Hypothesis: Increased use of meropenem leads to increased resistance of other beta-lactams to gram negative bacteria.
Methods: We collected drug consumption data of meropenem use across three ICU populations including trauma/surgical, cardiovascular, and medicine ICUs in 2013. Antibiotic usage was classified using the World Health Organization definition of defined daily dose (DDD). These DDD were further categorized by ICU per 1000 patient days. The susceptibility rates of piperacillin/tazobactam to Pseudomonas aeruginosa was also collected for each unit.
Results: The total DDD by ICU per 1000 patients was 21.97, 101.62, and 157.35 for trauma/surgical, cardiovascular, and medicine ICUs respectively, in 2013. Susceptibility rates of piperacillin/tazobactam to Pseudomonas aeruginosa were 94%, 67%, and 64% for trauma/surgical, cardiovascular, and medicine ICUs respectively. Pearson Correlation coefficient was calculated, r = -0.97, p = 0.157.

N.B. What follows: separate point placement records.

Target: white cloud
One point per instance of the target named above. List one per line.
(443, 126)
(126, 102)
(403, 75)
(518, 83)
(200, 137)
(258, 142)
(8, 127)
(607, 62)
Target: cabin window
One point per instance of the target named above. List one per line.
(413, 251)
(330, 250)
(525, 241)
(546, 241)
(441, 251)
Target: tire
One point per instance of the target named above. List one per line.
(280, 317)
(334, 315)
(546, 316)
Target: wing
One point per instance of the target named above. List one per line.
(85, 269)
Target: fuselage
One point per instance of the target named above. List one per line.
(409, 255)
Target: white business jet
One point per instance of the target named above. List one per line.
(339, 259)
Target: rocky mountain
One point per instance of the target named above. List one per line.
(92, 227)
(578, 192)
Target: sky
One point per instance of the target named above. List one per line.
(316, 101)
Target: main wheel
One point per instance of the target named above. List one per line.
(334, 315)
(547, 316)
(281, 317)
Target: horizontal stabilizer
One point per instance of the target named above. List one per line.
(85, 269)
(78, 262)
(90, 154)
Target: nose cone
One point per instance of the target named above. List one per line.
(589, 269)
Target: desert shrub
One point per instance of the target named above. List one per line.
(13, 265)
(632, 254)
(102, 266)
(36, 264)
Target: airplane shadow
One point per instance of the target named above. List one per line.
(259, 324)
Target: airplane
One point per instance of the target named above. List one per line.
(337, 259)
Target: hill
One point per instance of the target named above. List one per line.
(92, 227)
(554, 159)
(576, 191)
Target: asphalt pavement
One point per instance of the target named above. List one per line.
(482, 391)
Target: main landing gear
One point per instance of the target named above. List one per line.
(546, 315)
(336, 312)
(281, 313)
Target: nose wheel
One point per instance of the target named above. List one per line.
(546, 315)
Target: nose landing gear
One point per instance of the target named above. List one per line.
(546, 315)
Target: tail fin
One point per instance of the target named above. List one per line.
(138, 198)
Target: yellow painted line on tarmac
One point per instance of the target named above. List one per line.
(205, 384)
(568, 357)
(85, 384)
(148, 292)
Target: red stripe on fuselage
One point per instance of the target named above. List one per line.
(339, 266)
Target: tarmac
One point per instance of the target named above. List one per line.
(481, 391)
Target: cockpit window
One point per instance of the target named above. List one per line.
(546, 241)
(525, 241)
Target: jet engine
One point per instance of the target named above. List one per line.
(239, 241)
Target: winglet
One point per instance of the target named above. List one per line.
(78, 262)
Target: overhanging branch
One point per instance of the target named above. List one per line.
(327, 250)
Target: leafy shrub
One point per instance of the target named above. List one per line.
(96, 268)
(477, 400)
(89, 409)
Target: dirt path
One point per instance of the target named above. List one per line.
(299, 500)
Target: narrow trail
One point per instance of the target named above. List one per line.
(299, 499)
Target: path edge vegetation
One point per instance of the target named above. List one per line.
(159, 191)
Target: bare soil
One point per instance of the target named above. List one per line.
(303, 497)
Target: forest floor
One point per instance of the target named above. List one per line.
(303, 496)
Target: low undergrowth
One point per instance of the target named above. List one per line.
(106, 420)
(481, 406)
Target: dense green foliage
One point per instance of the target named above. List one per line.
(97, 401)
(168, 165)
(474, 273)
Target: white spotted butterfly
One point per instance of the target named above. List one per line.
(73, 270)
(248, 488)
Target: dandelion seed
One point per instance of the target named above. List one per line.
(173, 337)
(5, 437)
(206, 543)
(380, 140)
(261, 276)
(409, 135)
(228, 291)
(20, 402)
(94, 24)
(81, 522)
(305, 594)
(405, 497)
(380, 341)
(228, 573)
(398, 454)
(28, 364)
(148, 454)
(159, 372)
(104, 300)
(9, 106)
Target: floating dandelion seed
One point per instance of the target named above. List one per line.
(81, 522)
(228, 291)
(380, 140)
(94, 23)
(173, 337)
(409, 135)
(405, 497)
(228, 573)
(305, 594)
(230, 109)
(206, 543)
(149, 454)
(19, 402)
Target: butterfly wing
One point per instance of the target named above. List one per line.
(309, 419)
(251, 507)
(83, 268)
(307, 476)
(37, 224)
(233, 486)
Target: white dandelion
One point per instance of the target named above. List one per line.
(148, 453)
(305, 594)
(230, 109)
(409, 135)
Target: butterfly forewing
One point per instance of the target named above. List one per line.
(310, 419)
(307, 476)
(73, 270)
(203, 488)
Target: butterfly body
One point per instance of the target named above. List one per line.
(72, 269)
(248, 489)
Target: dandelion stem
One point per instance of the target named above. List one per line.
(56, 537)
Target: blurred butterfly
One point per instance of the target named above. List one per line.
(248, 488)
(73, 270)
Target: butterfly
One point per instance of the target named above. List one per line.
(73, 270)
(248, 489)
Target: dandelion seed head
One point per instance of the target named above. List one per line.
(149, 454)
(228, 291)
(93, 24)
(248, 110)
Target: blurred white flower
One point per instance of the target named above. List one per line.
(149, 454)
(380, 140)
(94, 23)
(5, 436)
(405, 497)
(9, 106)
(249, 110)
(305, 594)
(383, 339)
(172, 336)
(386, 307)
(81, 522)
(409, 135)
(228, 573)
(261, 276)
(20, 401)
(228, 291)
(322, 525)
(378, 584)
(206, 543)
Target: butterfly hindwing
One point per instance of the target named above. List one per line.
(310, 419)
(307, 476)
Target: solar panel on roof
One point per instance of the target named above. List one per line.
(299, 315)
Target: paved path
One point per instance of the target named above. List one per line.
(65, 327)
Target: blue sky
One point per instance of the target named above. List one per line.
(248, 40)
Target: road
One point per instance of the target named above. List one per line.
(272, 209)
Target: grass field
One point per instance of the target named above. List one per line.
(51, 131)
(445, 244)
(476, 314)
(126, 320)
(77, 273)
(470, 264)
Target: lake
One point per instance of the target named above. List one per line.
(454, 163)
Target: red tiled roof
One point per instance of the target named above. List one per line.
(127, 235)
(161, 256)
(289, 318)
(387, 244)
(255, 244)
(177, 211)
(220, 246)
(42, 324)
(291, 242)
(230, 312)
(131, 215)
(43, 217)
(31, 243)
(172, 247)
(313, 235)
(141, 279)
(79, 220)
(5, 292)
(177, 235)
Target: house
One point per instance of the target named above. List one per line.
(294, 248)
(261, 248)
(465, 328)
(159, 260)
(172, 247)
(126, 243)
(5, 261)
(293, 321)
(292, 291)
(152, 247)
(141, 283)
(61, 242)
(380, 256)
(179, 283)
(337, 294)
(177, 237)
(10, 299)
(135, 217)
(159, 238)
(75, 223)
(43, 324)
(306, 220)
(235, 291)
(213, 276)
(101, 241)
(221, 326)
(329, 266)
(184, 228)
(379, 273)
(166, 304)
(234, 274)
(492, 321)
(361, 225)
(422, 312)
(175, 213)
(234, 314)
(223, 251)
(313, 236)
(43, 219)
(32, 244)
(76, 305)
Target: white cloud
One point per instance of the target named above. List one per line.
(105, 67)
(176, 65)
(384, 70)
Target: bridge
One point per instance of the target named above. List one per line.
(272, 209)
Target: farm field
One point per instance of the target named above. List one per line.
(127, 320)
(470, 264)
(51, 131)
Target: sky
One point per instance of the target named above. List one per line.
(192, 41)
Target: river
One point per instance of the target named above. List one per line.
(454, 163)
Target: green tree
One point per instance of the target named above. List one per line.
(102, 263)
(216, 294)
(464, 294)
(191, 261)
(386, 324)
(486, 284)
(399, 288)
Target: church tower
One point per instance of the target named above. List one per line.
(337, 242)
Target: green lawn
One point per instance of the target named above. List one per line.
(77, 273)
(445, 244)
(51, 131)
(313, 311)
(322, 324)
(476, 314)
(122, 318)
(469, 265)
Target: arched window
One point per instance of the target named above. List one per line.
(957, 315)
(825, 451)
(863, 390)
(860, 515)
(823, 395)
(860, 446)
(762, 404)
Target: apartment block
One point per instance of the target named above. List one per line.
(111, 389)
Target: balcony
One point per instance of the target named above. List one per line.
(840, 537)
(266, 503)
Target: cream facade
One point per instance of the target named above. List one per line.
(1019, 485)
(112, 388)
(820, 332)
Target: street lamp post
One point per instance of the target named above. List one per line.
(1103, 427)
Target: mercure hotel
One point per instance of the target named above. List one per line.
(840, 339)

Conclusions: Meropenem usage is inversely correlated to piperacillin/tazobactam susceptibility to Pseudomonas aeruginosa. Further analysis should be done to investigate other correlations of increased antibiotic use to gram negative bacterial resistance. When possible, meropenem should be reserved for known or suspected multi-drug resistance bacterial infection.